Nada obstante, tenho por deferir a medida de urgência, suspendendo a audiência admonitória dos pacientes, aprazada para o dia 31 de agosto de 2010, às 16h, pois a orientação da Seção Criminal desta Corte (EIAC 2005.70.00.006898-6, rel. p/ acórdão Des. Federal Amaury Chaves de Athayde, D.E. 29/02/2008) é de que, conforme o art. 112, inciso I, do Código Penal, o marco inicial do prazo prescricional da pretensão executória inicia-se em momento anterior, com o trânsito em julgado da sentença condenatória apenas para a acusação, e não para ambas as partes.
Trata-se de orientação, que ampara, por ora, a impetração.
Ante o exposto, defiro o pedido de liminar para suspender o início da Execução Penal 2006.72.08.004098-3 e 2006.72.08.003993-2, que dizem respeito a MARTINHO DIETRICH e ARNO DE SOUZA, até o julgamento final deste writ."
Conforme os termos adotados no decisum liminar, a hipótese dos autos a ser destacada versa sobre o marco inicial do prazo prescricional da pretensão executória penal à luz da interpretação dos princípios constitucionais (v.g.: presunção da inocência, ampla defesa e isonomia entre as partes em todos os atos e fase processuais) que norteiam o atual ordenamento constitucional, e com embasamento em precedentes dos Tribunais Superiores.
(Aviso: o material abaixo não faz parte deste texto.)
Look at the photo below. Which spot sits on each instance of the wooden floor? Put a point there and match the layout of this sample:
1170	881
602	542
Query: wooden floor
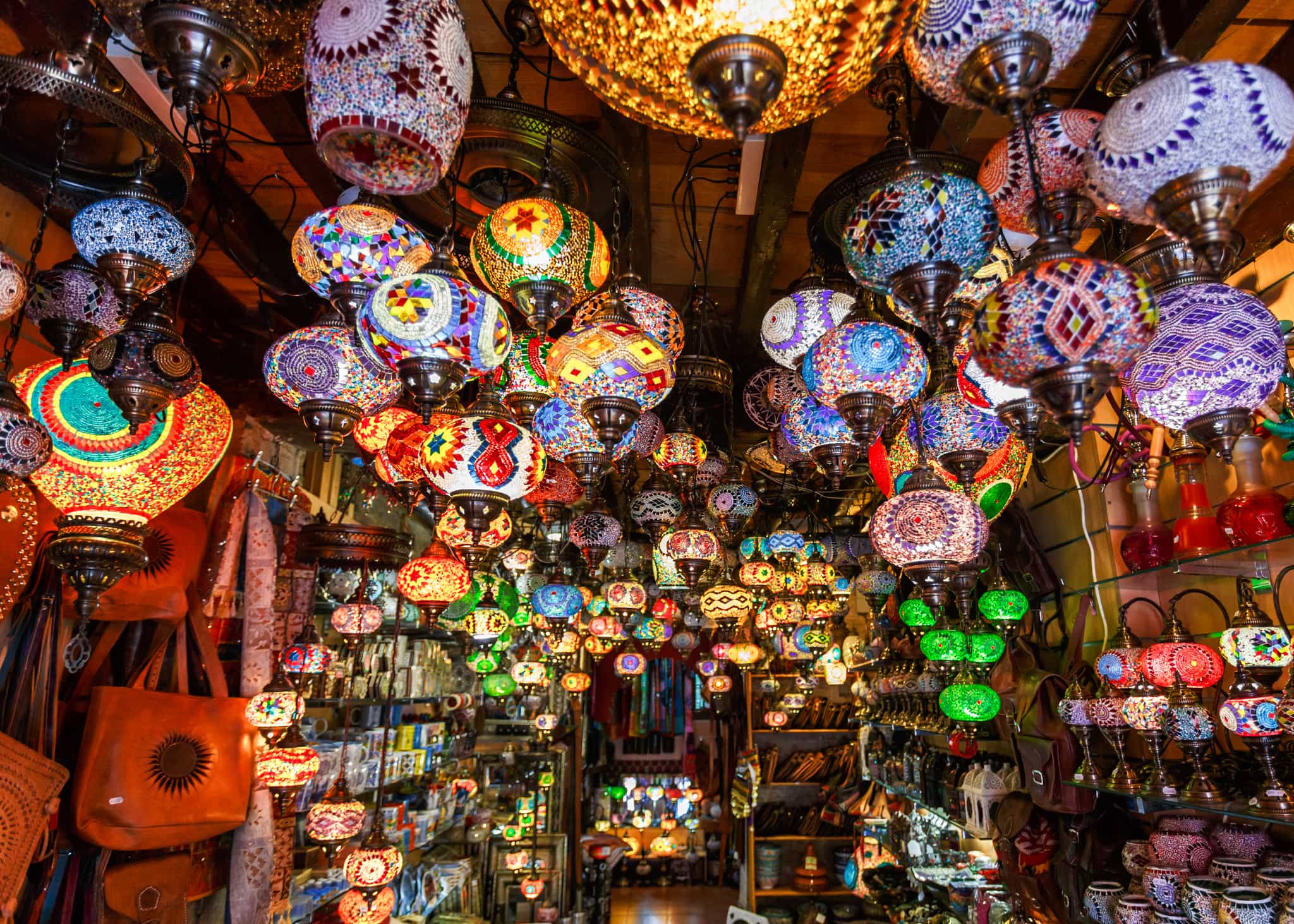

Isso porque a norma que trata da prescrição da pretensão executória (art. 112 c/c art. 110, do Código Penal) é anterior ao atual ordenamento constitucional, merecendo, portanto, tratamento que não seja o da literalidade da lei - onde é anotado o simples trânsito em julgado para a acusação -, mas, sim, a data do trânsito em julgado definitivo da condenação, o que significa depreender, tanto para a acusação, como para a defesa.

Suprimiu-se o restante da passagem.